The backstory: The chain prides itself on making the whole lot in-house (including hot sauces available via the bottle). It sources raised and antibiotic- and hormone-unfastened meats and GMO-loose tortillas and composts food waste.
Why it’s worth watching: Dos Toros’ sales grew 39.Nine% year over yr in 2018, consistent with Technomic records. The logo has an attractive social media presence. Its meme-crammed Pinto the Burrito Instagram account has more than 000 fans. In current years, Dos Toros has been constructing its catering software, developing from $one hundred twenty,000 in catering sales a yr (delivered with the aid of one custom tricycle) in 2012 to $five million in annual catering sales today—10% of the concept’s general sales, according to agency figures. It has engineered the catering application to be extraordinarily simple: Type in what number of human beings are being fed and while the meals are needed. Dos Toros delivers a 20-ingredient burrito bar that mimics the in-eating place enjoy. The operation is garnering lots of repeat enterprise from this version. Currently, 70% of the chain’s catering orders come from previous customers. Here are five growth-minded and catering-focused questions with Dana Vandagriff, Dos Toros’ catering director, and Marcus Byrd, the concept’s advertising director:
How did the catering program start?
Byrd: Catering passed off because we had an eating place, and people might call us and say, “Can I get a whole lot of meals?” We have been like, “Oh, yeah, we can make that work.” We had a tricycle that could hold meals for 15 human beings. The owner would ride the tricycle. Now, we do events for three 000 humans. The minimum we take now is the most we should suit on the tricycle.
Vandagriff: When they hired me (in 2016), the entire factor was building out this system.

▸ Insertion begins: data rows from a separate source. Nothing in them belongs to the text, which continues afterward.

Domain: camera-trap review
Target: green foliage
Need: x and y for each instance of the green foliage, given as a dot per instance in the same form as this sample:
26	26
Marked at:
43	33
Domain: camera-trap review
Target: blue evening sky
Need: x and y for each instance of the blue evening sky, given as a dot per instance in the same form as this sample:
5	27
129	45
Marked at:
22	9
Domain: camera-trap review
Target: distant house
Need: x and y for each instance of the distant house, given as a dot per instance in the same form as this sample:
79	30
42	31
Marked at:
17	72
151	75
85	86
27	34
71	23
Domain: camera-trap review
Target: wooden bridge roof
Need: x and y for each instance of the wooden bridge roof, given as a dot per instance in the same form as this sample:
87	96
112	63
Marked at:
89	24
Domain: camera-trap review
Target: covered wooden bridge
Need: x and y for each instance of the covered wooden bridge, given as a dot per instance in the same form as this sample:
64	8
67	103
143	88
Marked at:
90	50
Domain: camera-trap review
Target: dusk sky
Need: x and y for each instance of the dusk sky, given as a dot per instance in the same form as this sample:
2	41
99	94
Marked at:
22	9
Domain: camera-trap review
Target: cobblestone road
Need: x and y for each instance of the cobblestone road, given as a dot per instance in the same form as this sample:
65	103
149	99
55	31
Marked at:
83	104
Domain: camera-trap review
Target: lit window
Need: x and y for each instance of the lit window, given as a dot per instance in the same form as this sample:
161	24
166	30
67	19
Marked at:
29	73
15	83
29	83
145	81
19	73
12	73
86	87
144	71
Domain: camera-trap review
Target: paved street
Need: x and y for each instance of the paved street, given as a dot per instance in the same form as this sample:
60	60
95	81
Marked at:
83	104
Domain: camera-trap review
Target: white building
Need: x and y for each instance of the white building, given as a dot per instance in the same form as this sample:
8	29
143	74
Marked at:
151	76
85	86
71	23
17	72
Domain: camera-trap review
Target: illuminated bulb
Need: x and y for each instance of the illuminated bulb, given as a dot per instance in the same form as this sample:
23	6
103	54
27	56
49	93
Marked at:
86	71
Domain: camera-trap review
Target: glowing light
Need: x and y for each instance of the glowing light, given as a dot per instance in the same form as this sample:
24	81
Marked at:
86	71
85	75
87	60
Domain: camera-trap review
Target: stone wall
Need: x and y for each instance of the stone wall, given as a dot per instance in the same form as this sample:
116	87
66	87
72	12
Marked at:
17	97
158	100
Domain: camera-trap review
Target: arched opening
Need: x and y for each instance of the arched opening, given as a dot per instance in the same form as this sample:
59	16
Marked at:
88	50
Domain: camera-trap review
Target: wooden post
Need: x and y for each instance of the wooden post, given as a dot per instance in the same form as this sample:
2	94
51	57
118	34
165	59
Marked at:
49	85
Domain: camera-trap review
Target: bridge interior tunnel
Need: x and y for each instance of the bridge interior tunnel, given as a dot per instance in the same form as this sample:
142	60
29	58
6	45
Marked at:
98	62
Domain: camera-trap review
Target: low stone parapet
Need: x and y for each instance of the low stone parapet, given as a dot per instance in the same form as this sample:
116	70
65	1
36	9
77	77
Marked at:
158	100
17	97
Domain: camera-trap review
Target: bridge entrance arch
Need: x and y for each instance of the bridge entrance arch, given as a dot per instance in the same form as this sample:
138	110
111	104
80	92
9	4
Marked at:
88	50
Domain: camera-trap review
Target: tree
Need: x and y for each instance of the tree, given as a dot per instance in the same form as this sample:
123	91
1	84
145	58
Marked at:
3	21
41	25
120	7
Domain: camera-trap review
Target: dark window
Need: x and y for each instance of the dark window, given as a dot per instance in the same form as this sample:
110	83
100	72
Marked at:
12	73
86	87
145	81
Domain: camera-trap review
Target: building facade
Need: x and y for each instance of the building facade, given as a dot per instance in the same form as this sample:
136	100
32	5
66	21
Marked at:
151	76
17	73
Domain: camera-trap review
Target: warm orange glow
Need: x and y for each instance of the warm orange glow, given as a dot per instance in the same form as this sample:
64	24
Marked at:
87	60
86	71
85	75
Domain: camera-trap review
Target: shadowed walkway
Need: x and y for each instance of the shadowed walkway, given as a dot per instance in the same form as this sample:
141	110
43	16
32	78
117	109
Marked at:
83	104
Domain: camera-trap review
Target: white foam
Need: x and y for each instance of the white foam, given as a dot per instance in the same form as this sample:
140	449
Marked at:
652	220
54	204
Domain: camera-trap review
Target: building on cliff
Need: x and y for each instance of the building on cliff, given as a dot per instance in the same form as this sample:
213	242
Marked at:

At that point, we were nonetheless quite reactive. We wanted to get to an area in which we have been proactive. We expanded the enterprise by 50% in the first 12 months. Logistics is my jam.
So, what were some of the early steps you took to streamline the catering program?
Vandagriff: You need to take out as many X factors as possible. When I started, there were quite a few X factors. There turned into loads that could go wrong. We have been declining customers each day. … We gave each employee entry to an Uber account (to make deliveries).
Byrd: We’re a challenger emblem, and that’s thrilling for us. But it would help if you decided what’s worth your funding. In 2012, we notion we wished for a catering truck. We’re in New York City, and that’s terrible funding. Uber lets us no longer have a physical vehicle.